Assim, pode-se supor que uma cidade sumeriana de 2 mil habitantes (como Uruk, sobretudo a Uruk do início do terceiro milênio, da invenção da escrita, das muralhas colossais e do zigurate dedicado ao supremo AN) seria um mundo muito maior do que, por exemplo, todo o Silicon Valley atual. Por quê? Porque (essa) Uruk, do ponto de vista do padrão de organização, era uma cidade-Estado-Templo rigidamente centralizada e verticalizada, onde as pessoas eram separadas por graus de poder e dispostas como os degraus de uma escada (não por acaso os zigurates eram pirâmides feitas de escadas) – ou seja, Uruk era a materialização de uma hierarquia, de uma ordem (arché) sacerdotal (hieros), e também não é por acaso que “sagrado” na língua sumeriana tinha o mesmo sentido de “separado”. Isso significa que o acesso de uma pessoa a outra era muito mais difícil em Uruk do que em Silicon Valley, onde, de repente, um pesquisador de uma empresa e o dono de uma outra empresa concorrente almoçam no mesmo restaurante e sentam-se à mesma mesa várias vezes por mês (coisa que não poderia mesmo ocorrer em Uruk, mas que também não ocorre, por exemplo, nos e entre os Keiretsu japoneses atuais).
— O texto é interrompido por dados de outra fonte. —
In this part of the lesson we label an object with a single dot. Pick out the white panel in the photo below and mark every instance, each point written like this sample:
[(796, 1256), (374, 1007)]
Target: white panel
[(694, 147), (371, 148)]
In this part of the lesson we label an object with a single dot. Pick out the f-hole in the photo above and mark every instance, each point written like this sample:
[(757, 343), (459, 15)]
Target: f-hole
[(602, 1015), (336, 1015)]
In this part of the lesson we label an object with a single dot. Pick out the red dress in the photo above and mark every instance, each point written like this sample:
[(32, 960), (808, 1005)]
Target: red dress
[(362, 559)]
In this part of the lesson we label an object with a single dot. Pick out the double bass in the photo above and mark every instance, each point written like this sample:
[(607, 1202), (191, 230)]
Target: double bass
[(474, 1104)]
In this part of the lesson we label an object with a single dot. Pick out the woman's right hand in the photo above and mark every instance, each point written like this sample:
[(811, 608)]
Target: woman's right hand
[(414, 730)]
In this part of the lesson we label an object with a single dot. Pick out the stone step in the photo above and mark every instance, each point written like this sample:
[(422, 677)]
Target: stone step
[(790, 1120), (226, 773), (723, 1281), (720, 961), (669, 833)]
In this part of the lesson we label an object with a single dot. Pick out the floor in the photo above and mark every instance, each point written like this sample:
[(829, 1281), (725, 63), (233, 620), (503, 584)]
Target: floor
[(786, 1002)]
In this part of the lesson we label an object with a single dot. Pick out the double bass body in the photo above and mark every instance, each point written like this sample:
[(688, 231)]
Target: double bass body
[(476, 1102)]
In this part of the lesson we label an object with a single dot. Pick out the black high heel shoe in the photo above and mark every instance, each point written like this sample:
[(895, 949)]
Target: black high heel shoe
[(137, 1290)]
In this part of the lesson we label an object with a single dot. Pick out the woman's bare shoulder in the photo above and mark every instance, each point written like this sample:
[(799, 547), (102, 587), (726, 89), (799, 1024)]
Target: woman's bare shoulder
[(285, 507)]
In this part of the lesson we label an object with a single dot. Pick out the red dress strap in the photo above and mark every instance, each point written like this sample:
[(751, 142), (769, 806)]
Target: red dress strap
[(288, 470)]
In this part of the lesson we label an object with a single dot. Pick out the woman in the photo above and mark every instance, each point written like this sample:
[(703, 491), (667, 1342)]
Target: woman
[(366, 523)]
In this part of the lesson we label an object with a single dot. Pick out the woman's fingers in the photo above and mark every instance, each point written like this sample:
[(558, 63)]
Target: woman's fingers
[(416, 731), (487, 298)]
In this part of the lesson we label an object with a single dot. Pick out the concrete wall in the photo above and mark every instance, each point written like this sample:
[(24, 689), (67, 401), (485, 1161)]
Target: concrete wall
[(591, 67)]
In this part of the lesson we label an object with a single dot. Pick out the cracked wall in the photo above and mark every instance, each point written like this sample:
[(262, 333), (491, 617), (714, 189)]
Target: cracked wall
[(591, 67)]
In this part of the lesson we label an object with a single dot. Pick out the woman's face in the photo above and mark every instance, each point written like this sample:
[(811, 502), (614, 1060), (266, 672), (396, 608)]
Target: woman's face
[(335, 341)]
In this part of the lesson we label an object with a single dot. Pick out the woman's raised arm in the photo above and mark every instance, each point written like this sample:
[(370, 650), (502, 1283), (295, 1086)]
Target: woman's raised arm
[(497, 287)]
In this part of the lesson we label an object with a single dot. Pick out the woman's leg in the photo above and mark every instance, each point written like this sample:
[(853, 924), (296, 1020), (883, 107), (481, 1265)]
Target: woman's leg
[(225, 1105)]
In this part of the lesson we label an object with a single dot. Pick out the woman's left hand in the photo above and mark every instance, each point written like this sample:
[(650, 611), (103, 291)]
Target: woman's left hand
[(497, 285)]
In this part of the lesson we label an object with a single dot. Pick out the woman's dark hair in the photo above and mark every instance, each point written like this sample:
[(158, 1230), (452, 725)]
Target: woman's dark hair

Ou seja, em Silicon Valley existem mais redes sociais do que em Uruk e, assim, o mundo da primeira é muito menor do que o mundo da segunda, não obstante o seu território ser muito maior e o seu número de habitantes idem.

Isso significa que, do ponto de vista do padrão de organização, o local não-globalizado pode ser um mundo até maior do que o mundial (no sentido de planetário) globalizado. E que globalização do local tende a ser igual a localização do global. O mundo estará totalmente globalizado quando estiver totalmente localizado. E que, assim, o local conectado é o mundo todo. Comentaremos isso tudo mais adiante.


NOTAS E REFERÊNCIAS
(1) Franco, Augusto (2000). Por que precisamos de desenvolvimento local integrado e sustentável. Brasília: Instituto de Política, 2000.
(2) Idem.
(3) Vale a pena ler os textos do jovem pesquisador Duncan Watts, sobretudo Small worlds: the dynamics of networks between order and randomness. New Jersey: Princeton University Press, 1999 e Six degrees: the science of a connected age. New York: W. W. Norton & Company, 2003.